Si no hay una nueva cultura, la sociedad nicaragüense continuará presenciando, y más que eso padeciendo, las mismas situaciones del pasado con diferentes protagonistas. El acontecer político continuará girando sin avanzar, en un círculo vicioso del cual solo se podrá salir con un cambio cualitativo de carácter general. De lo contrario, seguirán repitiéndose los pactos y las confrontaciones, las rupturas y las restauraciones las que, al fin de cuentas, restituirán las situaciones que se consideraban superadas, de forma tal que el restablecimiento de los cambios producidos, serán, como en El Gatopardo, la práctica adoptada para que todo siga igual.

Los problemas puntuales deben atenderse y resolverse con una visión estratégica que conduzca a un acuerdo integral que haga posible el nacimiento de una nueva sociedad y de un nuevo país.
En ese sentido, es imprescindible alcanzar acuerdos que nos conduzcan a la modernización de la estructura social y política de Nicaragua, al fortalecimiento de la democracia y a la consolidación del Estado de Derecho, mediante la subordinación del poder a la ley.

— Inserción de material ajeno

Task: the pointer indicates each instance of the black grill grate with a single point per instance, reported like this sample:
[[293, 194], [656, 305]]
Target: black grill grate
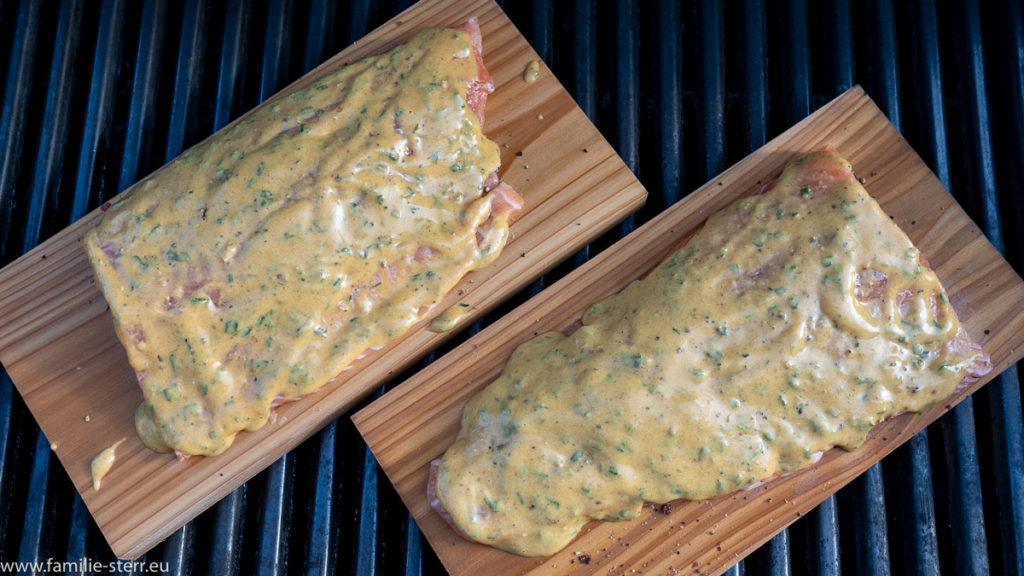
[[96, 94]]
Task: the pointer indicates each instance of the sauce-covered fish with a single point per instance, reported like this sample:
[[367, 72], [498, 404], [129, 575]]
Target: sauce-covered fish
[[794, 321], [264, 260]]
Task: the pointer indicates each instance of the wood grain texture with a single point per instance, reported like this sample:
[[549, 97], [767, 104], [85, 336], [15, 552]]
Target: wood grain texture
[[414, 423], [58, 345]]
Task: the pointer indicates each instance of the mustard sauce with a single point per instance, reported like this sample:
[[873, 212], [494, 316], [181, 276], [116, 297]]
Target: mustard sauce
[[262, 261], [531, 72], [793, 322], [102, 462]]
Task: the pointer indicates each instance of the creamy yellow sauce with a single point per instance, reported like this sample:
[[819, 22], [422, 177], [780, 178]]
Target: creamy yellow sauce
[[531, 72], [102, 462], [769, 337], [264, 260]]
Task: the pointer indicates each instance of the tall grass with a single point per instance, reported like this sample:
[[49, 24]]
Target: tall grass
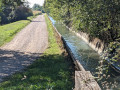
[[51, 72], [8, 31]]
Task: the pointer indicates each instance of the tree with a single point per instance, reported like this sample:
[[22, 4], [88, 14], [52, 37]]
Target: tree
[[37, 7], [9, 10]]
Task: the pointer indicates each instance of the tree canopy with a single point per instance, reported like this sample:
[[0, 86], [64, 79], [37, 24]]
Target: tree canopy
[[9, 10], [98, 18], [37, 7]]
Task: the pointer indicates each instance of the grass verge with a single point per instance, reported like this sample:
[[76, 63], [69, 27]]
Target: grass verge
[[51, 72], [8, 31]]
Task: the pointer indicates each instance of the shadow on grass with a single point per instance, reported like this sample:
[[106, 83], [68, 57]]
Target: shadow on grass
[[48, 72], [12, 61]]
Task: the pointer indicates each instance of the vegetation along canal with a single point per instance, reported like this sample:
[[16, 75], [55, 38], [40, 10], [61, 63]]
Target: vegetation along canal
[[88, 57]]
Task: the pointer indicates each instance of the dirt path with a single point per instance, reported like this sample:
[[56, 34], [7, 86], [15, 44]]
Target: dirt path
[[27, 45]]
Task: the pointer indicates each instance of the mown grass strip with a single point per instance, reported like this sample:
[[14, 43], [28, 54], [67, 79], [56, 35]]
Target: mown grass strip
[[8, 31], [50, 72]]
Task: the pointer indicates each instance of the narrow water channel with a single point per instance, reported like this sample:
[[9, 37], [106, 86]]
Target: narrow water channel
[[86, 55]]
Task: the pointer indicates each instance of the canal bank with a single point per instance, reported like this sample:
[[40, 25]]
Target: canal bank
[[86, 56]]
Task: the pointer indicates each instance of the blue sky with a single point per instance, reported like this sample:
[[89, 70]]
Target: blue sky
[[32, 2]]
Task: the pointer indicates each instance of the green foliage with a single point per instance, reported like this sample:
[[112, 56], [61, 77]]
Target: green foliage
[[9, 11], [50, 72], [37, 7], [98, 18], [8, 31]]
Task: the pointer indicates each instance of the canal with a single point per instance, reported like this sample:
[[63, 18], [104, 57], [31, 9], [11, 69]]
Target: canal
[[87, 57]]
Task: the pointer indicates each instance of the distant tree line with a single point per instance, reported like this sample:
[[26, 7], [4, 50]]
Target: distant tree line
[[37, 7], [13, 10], [98, 18]]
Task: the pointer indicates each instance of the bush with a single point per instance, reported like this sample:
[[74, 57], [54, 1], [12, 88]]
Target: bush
[[22, 13]]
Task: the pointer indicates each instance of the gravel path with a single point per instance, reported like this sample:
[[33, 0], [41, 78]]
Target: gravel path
[[27, 46]]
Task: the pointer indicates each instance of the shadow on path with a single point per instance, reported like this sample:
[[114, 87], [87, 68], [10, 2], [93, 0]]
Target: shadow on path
[[12, 61]]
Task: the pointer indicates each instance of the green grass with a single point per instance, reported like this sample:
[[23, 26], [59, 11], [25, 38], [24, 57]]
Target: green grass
[[8, 31], [51, 72]]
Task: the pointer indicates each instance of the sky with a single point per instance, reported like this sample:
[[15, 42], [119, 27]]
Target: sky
[[32, 2]]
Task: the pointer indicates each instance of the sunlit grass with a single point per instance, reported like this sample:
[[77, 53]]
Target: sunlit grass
[[50, 72], [8, 31]]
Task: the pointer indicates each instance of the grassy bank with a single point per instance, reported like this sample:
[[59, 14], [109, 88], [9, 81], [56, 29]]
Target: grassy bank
[[8, 31], [51, 72]]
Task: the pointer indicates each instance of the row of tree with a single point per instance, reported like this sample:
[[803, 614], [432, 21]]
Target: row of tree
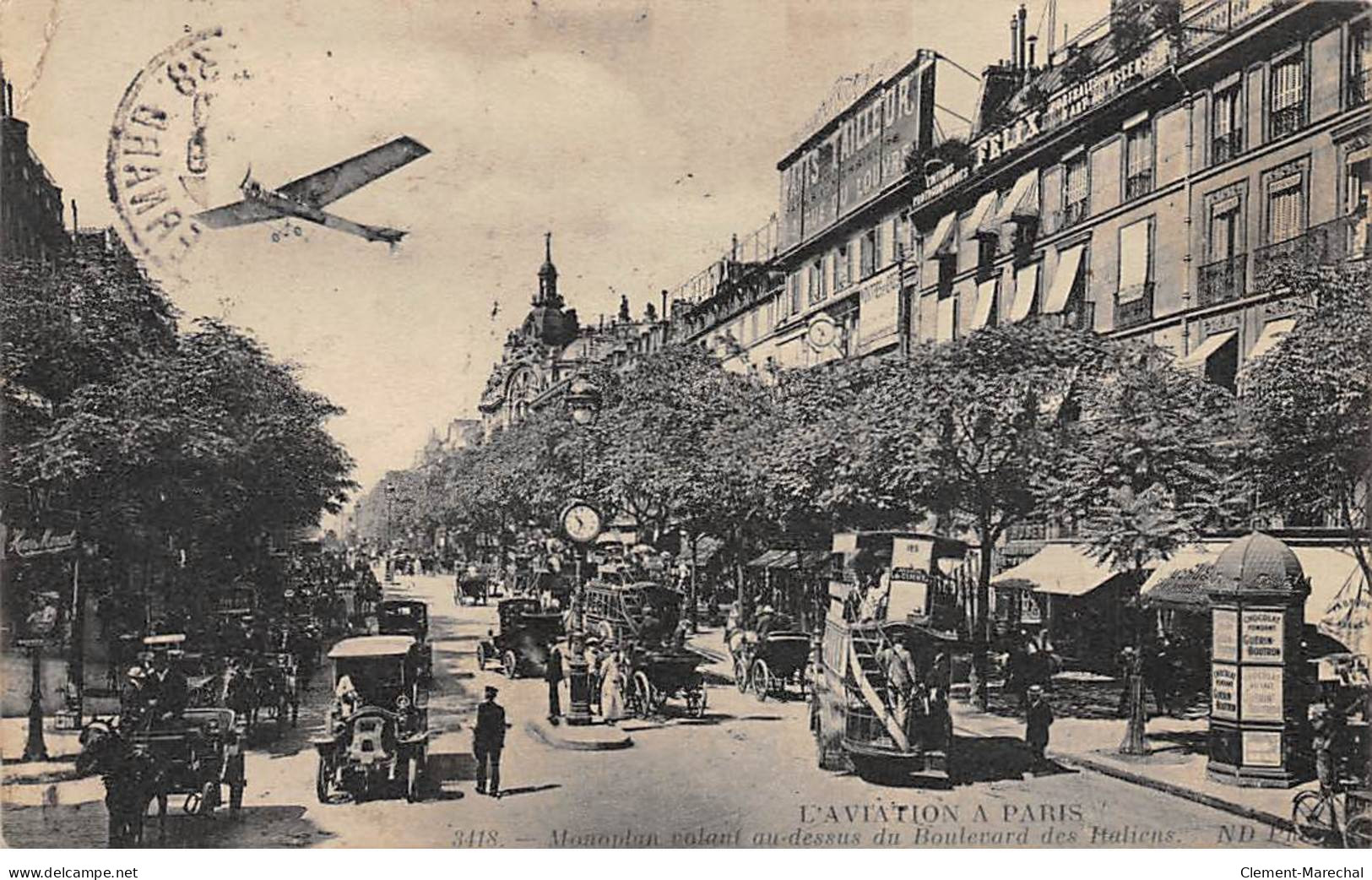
[[149, 440], [1010, 425]]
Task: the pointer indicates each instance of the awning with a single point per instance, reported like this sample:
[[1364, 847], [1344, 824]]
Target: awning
[[984, 209], [1338, 605], [944, 239], [947, 315], [1027, 285], [1198, 357], [1069, 263], [1022, 202], [985, 302], [1271, 335], [1060, 568]]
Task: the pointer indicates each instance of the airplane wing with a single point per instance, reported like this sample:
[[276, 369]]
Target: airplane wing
[[338, 180], [236, 215]]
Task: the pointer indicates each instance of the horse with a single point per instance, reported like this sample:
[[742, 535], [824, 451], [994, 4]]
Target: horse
[[131, 779]]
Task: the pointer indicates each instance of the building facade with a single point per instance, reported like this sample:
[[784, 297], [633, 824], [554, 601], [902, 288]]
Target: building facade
[[30, 202]]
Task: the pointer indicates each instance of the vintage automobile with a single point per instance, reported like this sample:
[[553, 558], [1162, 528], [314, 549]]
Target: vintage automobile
[[888, 588], [199, 752], [615, 611], [377, 728], [408, 617], [526, 632]]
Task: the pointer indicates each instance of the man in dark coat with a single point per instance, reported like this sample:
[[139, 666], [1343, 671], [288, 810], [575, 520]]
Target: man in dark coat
[[553, 676], [1038, 720], [487, 743]]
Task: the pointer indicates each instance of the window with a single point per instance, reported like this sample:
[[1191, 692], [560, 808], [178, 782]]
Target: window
[[1360, 61], [1286, 209], [1286, 113], [1076, 191], [1227, 125], [1137, 161], [869, 253]]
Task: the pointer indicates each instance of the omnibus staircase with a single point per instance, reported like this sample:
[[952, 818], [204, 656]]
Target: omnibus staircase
[[871, 682]]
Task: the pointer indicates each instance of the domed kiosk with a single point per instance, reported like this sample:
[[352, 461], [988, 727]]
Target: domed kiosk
[[1257, 677]]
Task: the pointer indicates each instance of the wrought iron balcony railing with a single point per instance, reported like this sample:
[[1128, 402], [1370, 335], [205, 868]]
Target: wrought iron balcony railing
[[1137, 184], [1222, 280], [1134, 307], [1225, 147], [1323, 245]]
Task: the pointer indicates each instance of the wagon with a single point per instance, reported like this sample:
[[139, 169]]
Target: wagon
[[377, 739], [665, 673], [199, 752]]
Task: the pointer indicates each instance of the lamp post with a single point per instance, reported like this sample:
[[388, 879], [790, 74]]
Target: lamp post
[[583, 399]]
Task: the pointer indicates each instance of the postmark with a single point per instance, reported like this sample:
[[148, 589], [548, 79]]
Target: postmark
[[158, 158]]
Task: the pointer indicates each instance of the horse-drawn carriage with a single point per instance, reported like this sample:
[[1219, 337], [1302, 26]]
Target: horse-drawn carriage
[[526, 632], [663, 673], [377, 729], [408, 617], [770, 658]]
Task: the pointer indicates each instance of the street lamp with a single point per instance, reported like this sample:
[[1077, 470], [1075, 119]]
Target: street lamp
[[583, 401]]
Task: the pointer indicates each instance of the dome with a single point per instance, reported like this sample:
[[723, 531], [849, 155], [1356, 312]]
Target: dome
[[1260, 563]]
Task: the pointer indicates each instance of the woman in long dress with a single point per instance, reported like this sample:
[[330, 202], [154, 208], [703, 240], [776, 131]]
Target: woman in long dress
[[612, 688]]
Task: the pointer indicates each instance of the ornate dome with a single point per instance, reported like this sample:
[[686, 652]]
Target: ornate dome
[[1258, 563]]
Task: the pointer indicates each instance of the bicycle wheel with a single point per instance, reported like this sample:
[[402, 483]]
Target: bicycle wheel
[[1312, 814]]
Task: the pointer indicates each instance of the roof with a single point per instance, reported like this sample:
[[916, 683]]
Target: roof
[[1060, 568], [372, 647]]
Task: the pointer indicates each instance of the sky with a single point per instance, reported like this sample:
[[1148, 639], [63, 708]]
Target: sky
[[640, 133]]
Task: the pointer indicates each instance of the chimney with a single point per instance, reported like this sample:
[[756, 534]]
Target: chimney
[[1024, 28]]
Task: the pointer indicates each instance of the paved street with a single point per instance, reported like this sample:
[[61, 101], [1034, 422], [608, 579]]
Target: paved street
[[744, 774]]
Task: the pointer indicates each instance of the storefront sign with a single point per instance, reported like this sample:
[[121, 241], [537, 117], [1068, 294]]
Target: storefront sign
[[878, 309], [1260, 693], [858, 151], [1262, 636], [1262, 748], [1224, 634], [1224, 691]]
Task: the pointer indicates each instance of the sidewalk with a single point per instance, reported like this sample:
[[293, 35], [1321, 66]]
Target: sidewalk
[[1174, 765]]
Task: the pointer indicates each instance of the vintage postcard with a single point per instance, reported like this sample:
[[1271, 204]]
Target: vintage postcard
[[724, 425]]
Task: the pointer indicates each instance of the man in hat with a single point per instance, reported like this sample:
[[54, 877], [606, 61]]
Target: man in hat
[[487, 743], [1038, 720]]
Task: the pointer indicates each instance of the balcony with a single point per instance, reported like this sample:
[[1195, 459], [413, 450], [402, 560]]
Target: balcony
[[1288, 120], [1139, 184], [1225, 147], [1222, 280], [1137, 311], [1327, 243], [1075, 213]]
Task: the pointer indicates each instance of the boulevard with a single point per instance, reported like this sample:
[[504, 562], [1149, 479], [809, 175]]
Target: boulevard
[[744, 774]]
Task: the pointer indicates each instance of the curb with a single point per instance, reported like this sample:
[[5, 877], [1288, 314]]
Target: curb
[[1082, 763], [556, 737]]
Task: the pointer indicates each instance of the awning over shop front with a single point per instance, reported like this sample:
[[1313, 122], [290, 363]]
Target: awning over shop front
[[1058, 568], [1027, 285], [1271, 335], [944, 239], [985, 304], [979, 216], [1022, 202], [1069, 263], [1202, 353]]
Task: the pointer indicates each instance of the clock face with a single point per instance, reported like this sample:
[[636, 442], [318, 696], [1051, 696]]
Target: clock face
[[581, 522]]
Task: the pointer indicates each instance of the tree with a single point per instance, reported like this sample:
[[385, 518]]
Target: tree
[[1308, 405]]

Esto conlleva la reafirmación de objetivos fundamentales como el de la institucionalidad, la modernización del Estado, el fortalecimiento de la sociedad civil, la alternabilidad en el poder, en fin, conduce al desarrollo de una verdadera cultura política a la vez firme, tolerante y dialógica que permitirá superar el maniqueísmo y la polarización, que son consecuencia, entre otras cosas, de la ausencia de una cultura de la tolerancia.

En esa forma entendemos el ejercicio de la tolerancia y la construcción de una determinada cultura política que debería conducir a la concertación, entendida como un esfuerzo consciente de todos los nicaragüenses para diseñar y construir nuestro país. Esa visión de futuro y ese esfuerzo conjunto y solidario es lo que me he permitido llamar La Nicaragua Posible. Tierra habitable y deseable que todos y cada uno de nosotros podemos construir, con una actitud reflexiva y tolerante, a partir de la cual se reafirmen los valores y principios fundamentales que hacen posible la existencia de una sociedad libre y democrática.

El autor es jurista y filósofo nicaragüense.